PALO ALTO -- Technology giant Hewlett-Packard on Thursday reported first-quarter earnings that significantly beat Wall Street's expectations, although its sales were slightly down from the same period a year ago.
The Palo Alto corporation said it earned a $1.4 billion profit on sales of $28.2 billion, compared with $1.2 billion profit and $28.4 billion in sales during the same period a year ago.
That worked out to fully reported earnings of 74 cents a share. Analysts surveyed by Thomson Reuters generally had expected 65 cents a share on sales of $27.2 billion.
Many analysts track so-called adjusted earnings, which exclude certain one-time and other expenses. HP's adjusted earnings were 90 cents a share, also higher than the general estimate of 84 cents a share.
"HP is in a stronger position than we have been in a long time," CEO Meg Whitman said during a conference call with analysts. "We've made significant progress," although she added, "we still have a long way to go."
On a year-over-year basis, HP's sales have fallen steadily in recent quarters. That's largely been due to dwindling sales of its personal computers and printers, which account for most of its revenue. The company also offers a wide variety of other products, including computer networking switches, routers, servers, data storage devices, cybersecurity services and data-analysis software.
The sales slump has been a concern to many investors. In addition, HP has been heavily criticized for some expensive corporate acquisitions in recent years, including its $11 billion deal to buy British software company Autonomy in 2011. Months after completing that deal, HP wrote off $8.8 billion of Autonomy's value, saying it had been misled about Autonomy's worth.

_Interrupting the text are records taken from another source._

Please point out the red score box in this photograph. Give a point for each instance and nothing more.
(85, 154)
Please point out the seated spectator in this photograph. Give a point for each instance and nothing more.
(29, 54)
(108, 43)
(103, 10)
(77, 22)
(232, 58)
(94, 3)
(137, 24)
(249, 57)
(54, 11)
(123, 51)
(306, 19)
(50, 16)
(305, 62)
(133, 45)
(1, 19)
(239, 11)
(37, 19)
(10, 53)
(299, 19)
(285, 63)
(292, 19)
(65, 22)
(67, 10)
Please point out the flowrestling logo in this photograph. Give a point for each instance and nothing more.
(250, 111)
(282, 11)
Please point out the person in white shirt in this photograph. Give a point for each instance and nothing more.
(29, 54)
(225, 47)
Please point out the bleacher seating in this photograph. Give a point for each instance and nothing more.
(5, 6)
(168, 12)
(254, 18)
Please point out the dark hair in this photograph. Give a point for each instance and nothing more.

It also recently replaced two board members who'd been blamed for the purchase.
Autonomy's former CEO, Michael Lynch, has denied HP's claims that Autonomy's value had been artificially inflated. But those accusations are under investigation by U.S. and British authorities. In addition, the Autonomy purchase has resulted in several lawsuits by HP shareholders, alleging that HP didn't protect their interests when it pursued Autonomy.
Since becoming CEO in September 2011, Whitman has cut expenses -- including a total of 34,000 employees by the end of October -- shuffled the company's executive ranks and tried to focus it on more profitable products.
But despite the company's rising stock price in recent months, Wall Street experts expressed mixed views about the company's future.
"We reiterate our view that HP is well along in its turnaround and continue to believe FY 2014 should be a bottoming in a number of business segments, setting up for growth in FY 2015," analysts at Wells Fargo Securities advised their clients in a note this week.
In a separate note, Bernstein Research analysts also were encouraged by HP Chief Financial Officer Cathie Lesjak's comments that the company was exploring other possible non-labor-related expense cuts, which the analysts said "would make us more confident in the company's ability to meet its targets."
But other analysts fear HP's investors may be getting restless, waiting for the company to make a big rebound. And in a note this week, Cantor Fitzgerald analyst Brian White added, "we believe investors will increasingly require convincing proof that HP's turnaround has long-term, fundamental underpinnings."